Good and Bad
Being an engineer has taught me important analytical skills to sort ideas and concepts into categories. This black and white approach is compellingly simple, but can it be sustained.
Binary Thinking:
So much of my world view is rooted in a framework of truth. Things are either in or they're out. The laws of classical physics are in, and books of science fiction, may be fun to think about, but are clearly not in the truth framework. Early in my life these things were categorized on my behalf and for the most part I didn't question them. When life became complicated my framework became much less stable.
Over time there was a growing third category of things that I couldn't easily figure out. My assumption was that each item in this 3rd category of things is actually in or out but I haven't quite figured out which one it is. Not knowing how to categorize something is quite stressful and thinking about it consumed a tremendous amount of energy.
A big part of my mental health journey has been recognizing feelings and naming them. With binary thinking, each feeling was identified as good or bad. As the number of feelings got more nuanced this sorting process became more difficult and evidently not very helpful. Naming a feeling as bad and then realizing that I couldn't remove it from my experience became very disconcerting. What was a bit more helpful was changing my categories to constructive and destructive. These labels indicate whether I should be encouraging a feeling or not. Recognizing a feeling that's destructive isn't bad in a guilty kind of way but rather it's a stimulus I can choose to give less or more influence to depending on its helpfulness.
Categorizing my feelings as constructive and destructive is much more helpful than tagging them as good or bad.
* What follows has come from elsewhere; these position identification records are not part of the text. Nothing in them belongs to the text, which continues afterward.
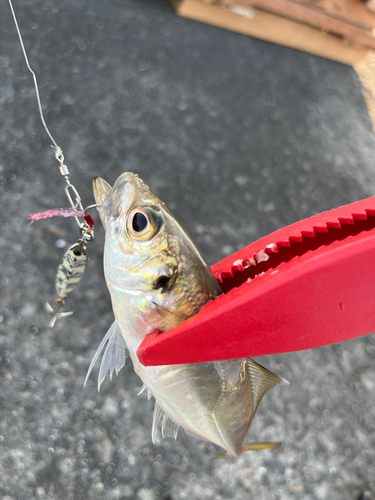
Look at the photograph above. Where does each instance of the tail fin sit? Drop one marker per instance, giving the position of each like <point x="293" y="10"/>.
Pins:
<point x="263" y="445"/>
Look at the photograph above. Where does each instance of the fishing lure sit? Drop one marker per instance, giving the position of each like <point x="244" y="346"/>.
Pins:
<point x="74" y="262"/>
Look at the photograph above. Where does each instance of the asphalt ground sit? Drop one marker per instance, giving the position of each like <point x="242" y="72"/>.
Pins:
<point x="239" y="137"/>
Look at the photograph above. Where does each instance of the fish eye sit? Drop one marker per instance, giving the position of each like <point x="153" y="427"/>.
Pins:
<point x="144" y="223"/>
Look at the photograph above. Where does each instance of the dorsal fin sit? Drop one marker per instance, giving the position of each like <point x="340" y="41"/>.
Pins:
<point x="114" y="354"/>
<point x="169" y="428"/>
<point x="262" y="380"/>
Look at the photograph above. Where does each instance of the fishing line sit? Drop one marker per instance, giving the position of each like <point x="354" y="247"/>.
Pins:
<point x="73" y="264"/>
<point x="57" y="148"/>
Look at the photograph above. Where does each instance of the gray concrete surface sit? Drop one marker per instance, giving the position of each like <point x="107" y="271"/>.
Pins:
<point x="239" y="137"/>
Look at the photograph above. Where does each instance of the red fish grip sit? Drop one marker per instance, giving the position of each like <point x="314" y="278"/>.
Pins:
<point x="305" y="285"/>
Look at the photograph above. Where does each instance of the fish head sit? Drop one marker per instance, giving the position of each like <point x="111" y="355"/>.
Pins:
<point x="155" y="274"/>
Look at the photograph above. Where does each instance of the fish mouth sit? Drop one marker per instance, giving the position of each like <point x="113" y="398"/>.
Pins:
<point x="101" y="190"/>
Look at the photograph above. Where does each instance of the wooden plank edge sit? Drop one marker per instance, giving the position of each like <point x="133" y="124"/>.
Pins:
<point x="275" y="29"/>
<point x="312" y="16"/>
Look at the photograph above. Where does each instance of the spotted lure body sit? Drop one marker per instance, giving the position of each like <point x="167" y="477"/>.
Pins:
<point x="71" y="269"/>
<point x="157" y="279"/>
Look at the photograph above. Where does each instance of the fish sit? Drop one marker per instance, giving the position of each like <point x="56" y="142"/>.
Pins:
<point x="157" y="278"/>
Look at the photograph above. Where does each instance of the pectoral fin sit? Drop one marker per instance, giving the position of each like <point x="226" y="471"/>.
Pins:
<point x="114" y="354"/>
<point x="169" y="428"/>
<point x="262" y="380"/>
<point x="264" y="445"/>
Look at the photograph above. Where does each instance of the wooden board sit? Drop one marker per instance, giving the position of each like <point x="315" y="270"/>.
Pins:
<point x="273" y="28"/>
<point x="348" y="18"/>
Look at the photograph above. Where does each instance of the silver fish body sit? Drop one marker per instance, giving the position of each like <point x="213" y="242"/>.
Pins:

Unfortunately, identifying them as opposing forces that can't co-exist is still problematic. For example, I want desperately to experience joy which is on my constructive list but across from it on the destructive list is anxiety. Anxiety is not something I can engineer out of my life easily and if joy and anxiety can't co-exist then I have to destroy anxiety before I let myself feel joy.
This binary thought process, results in me subconsciously pushing down joy every time I feel anxious. The binary brain can't understand how they live together. The problem is that they actually do live together. My experience shows me that joy and anxiety can co-exist, and that causes my binary brain a lot of stress. When I don't let them co-exist, there is almost no joy in my life during seasons when anxiety is strong.
A new way of thinking:
A new concept for me is that every idea, belief and emotion has both good and bad elements. There are many things that are better understood if they're not categorized as true or false. In addition to that, constructive and destructive feelings can and do live together. That doesn't make me a freak. It's probably more normal than the binary view.
When someone asks me how I'm doing I don't have to discern a specific feeling that describes my whole state of being because that's not the nature of my experience. When I tell someone that I'm doing awesome it doesn't mean that there's not some really aweful things going on in my brain. It also doesn't mean that I'm lying if I'm not completely awesome. I can feel awesome at the same time as awful.
So if all these things are happening at once there's a few new skills I have to learn.
- First I will stop judging myself for feeling bad things and good things at once. Apparently that's normal.
- I've found that the feelings I focus on are also the ones that grow. The ones I don't focus on slowly fade into the background. Note: they usually don't disappear.
- When someone asks me how I'm doing, I can choose what to focus on in an authentic way and answer in a balanced way.
- My energy shifts away from suppressing destructive emotions and shifts toward growing and focusing on constructive emotions while the destructive ones are staring me in the face.